Thursday, August 30, 2007

Massachusetts

3M said, "There are some Pulitzers that are set in these states, but I have no idea if the setting is integral to the book: Massachusetts - The Late George Apley by John Phillips Marquand (Pulitzer)."

John P. Marquand (1893-1960) wrote several widely admired and bestselling novels, among them the Pulitzer Prize-winning The Late George Apley (1937). Sweeping us into the inner sanctum of Boston society, into the Beacon Hill town houses and exclusive private clubs where only the city's wealthiest and most powerful congregate, this novel gives us — through the story of one family and its patriarch, the recently deceased George Apley — the portrait of an entire society in transition. Gently satirical and rich with drama, the novel moves from the Gilded Age to the Great Depression as it projects George Apley's world — and subtly reveals a life in which success and accomplishment mask disappointment and regret, a life of extreme and enviable privilege that is nonetheless an imperfect life.

2 comments:

Framed said...

I listed "Mayflower" by Nathaniel Philbrick for my Massachusetts book. Probably because I own it, but I've heard good things about it also.

Anonymous said...

#8
The Master - Colm Toibin
Published 2004
Challenges: 101 Books in 1001 Days, Book a Week, Book Around the States, Awards
Rating: B

Toibin takes on a fictionalized accounting of the author, Henry James.

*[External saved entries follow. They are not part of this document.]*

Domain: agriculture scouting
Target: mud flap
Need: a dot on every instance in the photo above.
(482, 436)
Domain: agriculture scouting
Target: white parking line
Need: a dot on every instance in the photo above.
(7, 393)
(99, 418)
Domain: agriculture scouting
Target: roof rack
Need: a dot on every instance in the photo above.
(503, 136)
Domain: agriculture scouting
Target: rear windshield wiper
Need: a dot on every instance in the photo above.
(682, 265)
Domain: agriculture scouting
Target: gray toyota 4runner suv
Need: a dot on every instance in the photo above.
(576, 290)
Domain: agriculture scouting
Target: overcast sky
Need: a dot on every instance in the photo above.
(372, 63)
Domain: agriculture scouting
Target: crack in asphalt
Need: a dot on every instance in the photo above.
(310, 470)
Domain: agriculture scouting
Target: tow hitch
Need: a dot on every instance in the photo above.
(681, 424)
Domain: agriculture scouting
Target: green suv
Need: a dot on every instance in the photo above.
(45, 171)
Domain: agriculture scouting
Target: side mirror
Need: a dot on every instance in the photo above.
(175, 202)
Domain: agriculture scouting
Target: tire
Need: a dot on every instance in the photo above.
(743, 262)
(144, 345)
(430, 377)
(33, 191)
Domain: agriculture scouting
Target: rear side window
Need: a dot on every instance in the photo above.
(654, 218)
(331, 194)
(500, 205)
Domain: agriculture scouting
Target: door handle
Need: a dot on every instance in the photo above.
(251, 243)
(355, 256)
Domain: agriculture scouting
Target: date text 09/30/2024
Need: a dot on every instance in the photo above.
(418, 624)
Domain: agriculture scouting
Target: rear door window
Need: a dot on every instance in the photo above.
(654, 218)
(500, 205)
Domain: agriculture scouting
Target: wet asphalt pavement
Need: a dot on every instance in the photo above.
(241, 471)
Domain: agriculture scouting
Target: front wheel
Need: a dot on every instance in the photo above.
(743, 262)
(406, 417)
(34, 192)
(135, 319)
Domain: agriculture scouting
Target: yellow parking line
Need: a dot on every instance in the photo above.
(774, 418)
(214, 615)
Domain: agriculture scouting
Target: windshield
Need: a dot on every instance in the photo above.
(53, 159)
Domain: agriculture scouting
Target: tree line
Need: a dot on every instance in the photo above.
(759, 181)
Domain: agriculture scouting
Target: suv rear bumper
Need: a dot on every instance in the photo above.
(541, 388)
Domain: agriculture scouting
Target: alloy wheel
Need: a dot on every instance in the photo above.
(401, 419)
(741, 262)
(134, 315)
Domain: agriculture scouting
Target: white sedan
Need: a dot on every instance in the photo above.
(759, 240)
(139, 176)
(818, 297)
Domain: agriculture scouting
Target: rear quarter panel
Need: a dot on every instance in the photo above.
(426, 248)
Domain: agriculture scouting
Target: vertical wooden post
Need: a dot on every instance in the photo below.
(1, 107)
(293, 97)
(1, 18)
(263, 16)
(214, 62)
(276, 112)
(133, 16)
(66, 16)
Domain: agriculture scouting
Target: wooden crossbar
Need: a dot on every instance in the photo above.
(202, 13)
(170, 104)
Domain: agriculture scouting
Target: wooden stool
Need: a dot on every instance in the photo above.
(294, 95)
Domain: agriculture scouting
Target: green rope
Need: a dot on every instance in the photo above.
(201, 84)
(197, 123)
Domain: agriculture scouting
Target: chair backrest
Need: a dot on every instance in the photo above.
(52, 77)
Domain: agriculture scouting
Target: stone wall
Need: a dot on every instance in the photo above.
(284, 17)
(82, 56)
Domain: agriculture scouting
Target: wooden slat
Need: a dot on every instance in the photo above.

James left Boston to live in Paris, Rome, Venice, and London among privileged artists and writers, like Oliver Wendell Holmes. In stunningly resonant prose, the review says, Toibin captures the loneliness and longing, the hope and despair of a man who never married, who never resolved his sexual identity, and whose forays into intimacy inevitably failed him and those he tried to love. The emotional intensity of Toibin’s portrait of James is riveting. Time and again, James, a master of psychological subtlety in his fiction, proves blind to his own heart.